Aku kaget mendengar kata ‘ngesot’. Segera kupalingkan wajahku ke kanan dan ternyata dia adalah si pocong ngesot itu. Betapa senangnya setelah kuketahui dia di sampingku karena aku sunggu penasaran dengannya.

“Kamu? Aku tuh ngefans banget sama kamu karena menurut aku, kamu itu hantu paling keren dan tak mudah putus asa.
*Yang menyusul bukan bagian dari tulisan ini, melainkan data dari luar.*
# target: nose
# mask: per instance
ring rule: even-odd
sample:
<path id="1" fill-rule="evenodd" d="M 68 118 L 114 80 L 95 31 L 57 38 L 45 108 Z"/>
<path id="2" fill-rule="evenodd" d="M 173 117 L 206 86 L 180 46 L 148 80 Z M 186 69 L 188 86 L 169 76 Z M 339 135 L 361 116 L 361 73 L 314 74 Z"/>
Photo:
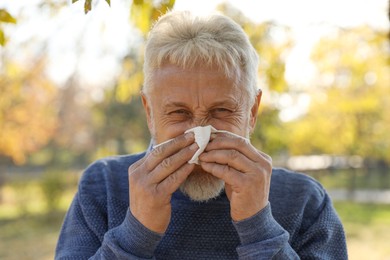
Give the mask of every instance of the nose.
<path id="1" fill-rule="evenodd" d="M 192 120 L 191 128 L 192 127 L 197 127 L 197 126 L 209 125 L 210 124 L 209 121 L 210 120 L 209 120 L 208 116 L 197 116 L 197 117 L 194 117 L 193 120 Z"/>

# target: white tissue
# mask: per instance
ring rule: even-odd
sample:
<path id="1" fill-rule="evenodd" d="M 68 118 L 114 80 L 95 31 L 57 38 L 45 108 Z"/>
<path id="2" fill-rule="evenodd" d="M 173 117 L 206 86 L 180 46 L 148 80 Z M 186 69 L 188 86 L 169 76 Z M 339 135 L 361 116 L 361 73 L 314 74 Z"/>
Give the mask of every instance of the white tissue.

Meski ditinggalkan jauh, tapi kamu tak menyerah untuk terus mengesot padahal aku yakin kamu lebih terkenal darinya,” sanjungku.
Wajahnya hitam suram memerah merona. “Aduhh, kamu bisa aja! Tapi, menurutku itu biasa. Aku juga sudah sering kok mendapatkan sanjungan, bahkan para hantu-hantu gelap yang sudah terlihat cantik bersahut-sahutan merayuku,” ungkapnya sombong meskipun aku tahu kalau itu palsu belaka.
“Oh iya, kenapa kamu bisa ngesot? Padahal kan, takdir pocong itu lompat-lompat,” tanyaku mengintrogasi.
“Ooh, awalnya aku masih normal seperti pocong lainnya, lompat-lompat kesana kemari, tapi setelah terpeleset dan jatuh pontang panting, kakiku patah dan jadilah aku pocong ngesot itu,” jelasnya pilu.
“Baiklah, aku boleh minta sesuatu nggak?” tanyaku harap.
“Apa?”
“Habis ini, tolong temani aku ke dunia manusia, yah! Aku ingin menemui istriku yang telah kutinggalkan mati,” pintaku.
“Hmhmhmh, baiklah!” Ia menyetujui pintaku dan membuat hatiku perlahan mencuat bahagia.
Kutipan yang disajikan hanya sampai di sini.